# Now This Is What A Fisherman's Vehicle Should Look Like



## SnookMook (Jan 7, 2004)

During my absence from the Forums I was lucky enough to acquire a vehicle more suited to my fishing and photography needs. I have since personalized it the way a true fisherman should. At least a Florida fisherman.  The state of Florida motor vehicle snook tag I've had since they came out in 1995.










My addition to the front since there is a plate holder no matter what.










The detail of the redfish tail, my personal touch to the back window which was cut from a CCA bumper sticker. 

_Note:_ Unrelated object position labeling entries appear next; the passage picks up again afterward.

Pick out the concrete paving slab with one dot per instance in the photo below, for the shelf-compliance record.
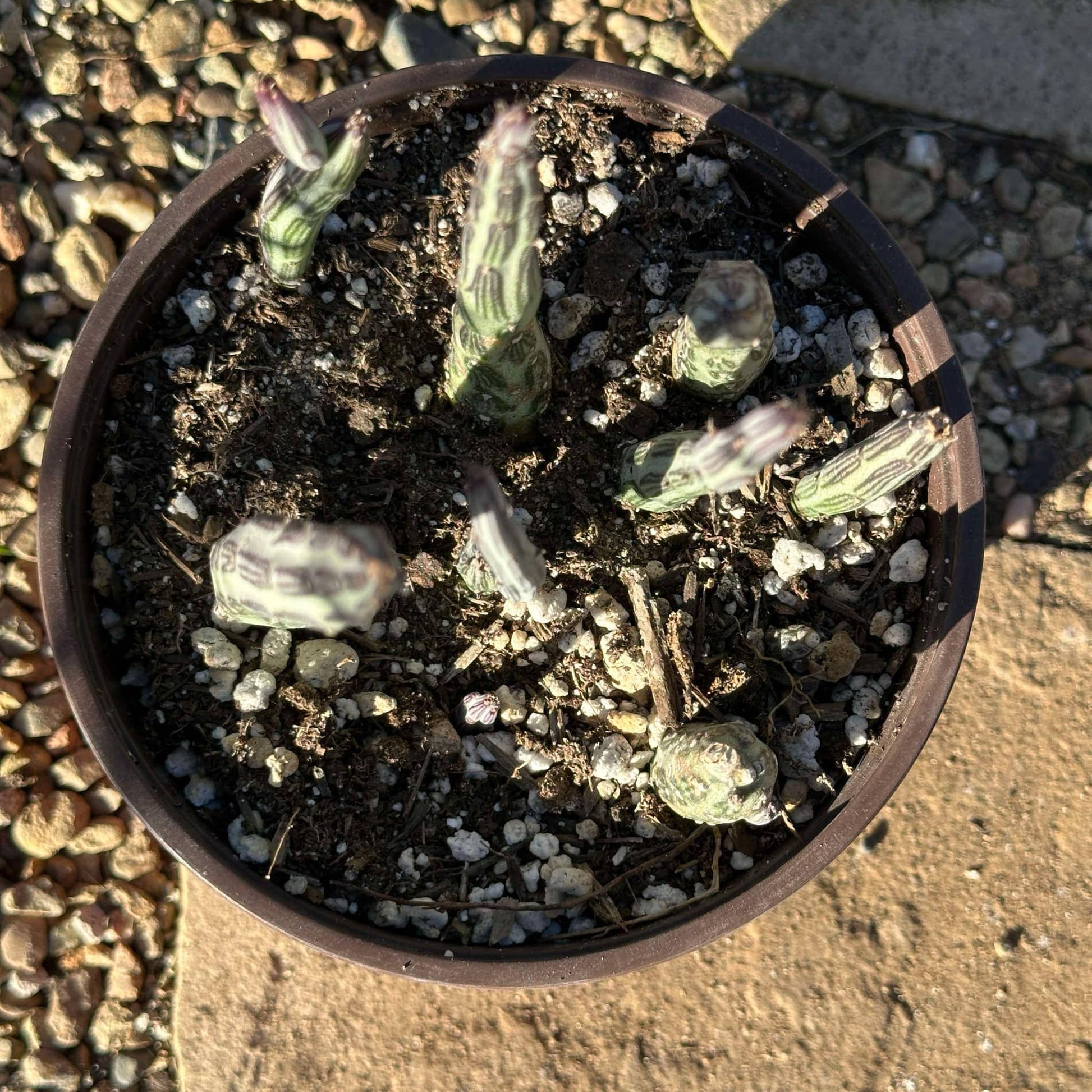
(1006, 65)
(948, 949)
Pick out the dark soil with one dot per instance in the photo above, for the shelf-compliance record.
(323, 390)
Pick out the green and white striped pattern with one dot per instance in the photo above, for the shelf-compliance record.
(499, 365)
(726, 337)
(297, 575)
(717, 773)
(868, 471)
(296, 202)
(668, 472)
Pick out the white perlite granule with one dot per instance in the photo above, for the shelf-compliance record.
(792, 558)
(910, 563)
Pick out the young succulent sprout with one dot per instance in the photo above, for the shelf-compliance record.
(297, 575)
(717, 773)
(296, 202)
(498, 365)
(865, 472)
(516, 563)
(296, 137)
(726, 337)
(667, 472)
(479, 708)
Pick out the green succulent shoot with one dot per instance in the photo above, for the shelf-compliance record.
(668, 472)
(498, 556)
(296, 137)
(726, 338)
(717, 773)
(297, 575)
(868, 471)
(297, 200)
(498, 364)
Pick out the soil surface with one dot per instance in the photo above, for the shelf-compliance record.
(324, 403)
(946, 950)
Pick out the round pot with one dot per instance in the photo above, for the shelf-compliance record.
(830, 221)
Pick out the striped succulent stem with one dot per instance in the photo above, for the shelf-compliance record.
(297, 575)
(667, 472)
(868, 471)
(726, 337)
(717, 773)
(498, 364)
(497, 536)
(296, 202)
(296, 137)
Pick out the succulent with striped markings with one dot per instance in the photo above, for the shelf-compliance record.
(726, 338)
(717, 773)
(296, 202)
(296, 137)
(669, 471)
(498, 365)
(877, 465)
(515, 563)
(297, 575)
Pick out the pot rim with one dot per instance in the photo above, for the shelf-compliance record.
(957, 484)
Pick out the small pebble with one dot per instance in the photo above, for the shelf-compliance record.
(469, 846)
(910, 563)
(806, 271)
(200, 791)
(1019, 518)
(544, 847)
(792, 558)
(856, 731)
(253, 695)
(898, 635)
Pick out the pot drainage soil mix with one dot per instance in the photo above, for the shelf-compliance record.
(359, 783)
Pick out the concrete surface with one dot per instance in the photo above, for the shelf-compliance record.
(947, 950)
(1012, 66)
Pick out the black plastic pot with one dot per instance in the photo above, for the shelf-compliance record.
(832, 222)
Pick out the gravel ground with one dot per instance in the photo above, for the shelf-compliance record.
(108, 107)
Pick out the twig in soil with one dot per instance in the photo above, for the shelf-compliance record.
(831, 604)
(466, 658)
(663, 692)
(885, 554)
(177, 561)
(419, 780)
(714, 887)
(603, 889)
(281, 842)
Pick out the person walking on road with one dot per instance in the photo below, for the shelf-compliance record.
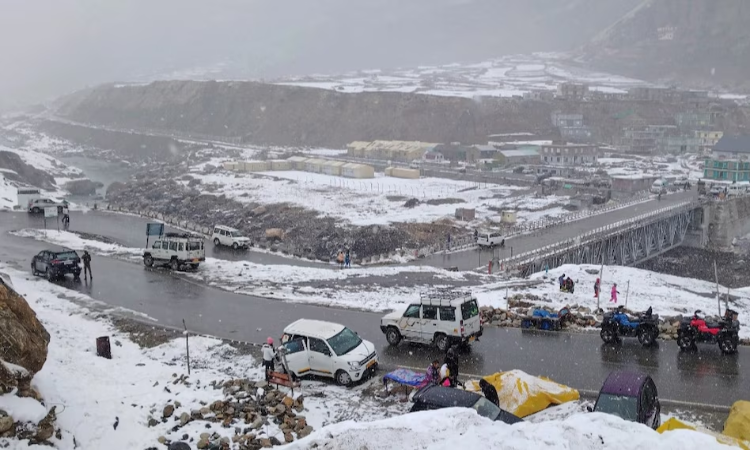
(87, 265)
(613, 298)
(268, 356)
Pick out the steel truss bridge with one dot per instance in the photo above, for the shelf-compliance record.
(623, 243)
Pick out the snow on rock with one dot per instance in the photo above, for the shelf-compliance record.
(449, 429)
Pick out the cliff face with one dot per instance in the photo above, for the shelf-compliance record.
(701, 43)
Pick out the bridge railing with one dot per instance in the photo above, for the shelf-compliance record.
(595, 235)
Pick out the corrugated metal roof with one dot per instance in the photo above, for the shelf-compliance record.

Yes, I think I'm back in the saddle fellas.


----------



## Rebelsharker (Oct 15, 2008)

Where are your rodholders?
Nice rig though, I like the redfish tail


----------



## captmark (Oct 10, 2008)

I like the redfish tail to.
where did you get that?
Thanks!


----------



## eaglesfanguy (May 1, 2003)

Is an escape actually a truck? lol...

Cute stickers though... wheres the rainbow one?


----------



## SnookMook (Jan 7, 2004)

EFG--Somebody moved this to the 4x4 board. I probably should have posted it in The Lounge. LOL

I've got your rainbow sticker right here. j/k LOL


----------



## Fishman (Apr 23, 2000)

like the red fish tail sticker


----------



## eaglesfanguy (May 1, 2003)

HAhahahaha Mook! Glad your a sport....lmao... i was waiting to be blasted for good ole ribbing..


----------



## SnookMook (Jan 7, 2004)

EFG--No sweat buddy. We need to hook up soon and wet a line. Once trout season opens back up we should do some wading out at Fort DeSoto.


----------



## OBX_Nomad (Mar 8, 2005)

Too purdy to be a REAL fishin' truck. Post some pics when it has blood, scales and seagull droppings on it.

Really, looks nice.


----------



## SnookMook (Jan 7, 2004)

OBX--LOL It took me almost a half day to detail it inside and out from my weeklong surf/jetty fishing trip to Captiva Island last week. I got her smelling and looking good again though.


----------



## RuddeDogg (Mar 20, 2004)

Nice.


----------



## SnookMook (Jan 7, 2004)

RD--I knew you'd like that. Does Jersey have any specialty state motor vehicle fish tags? Florida has about four now I think three saltwaters and one freshwater.


----------



## herpestes (Aug 1, 2009)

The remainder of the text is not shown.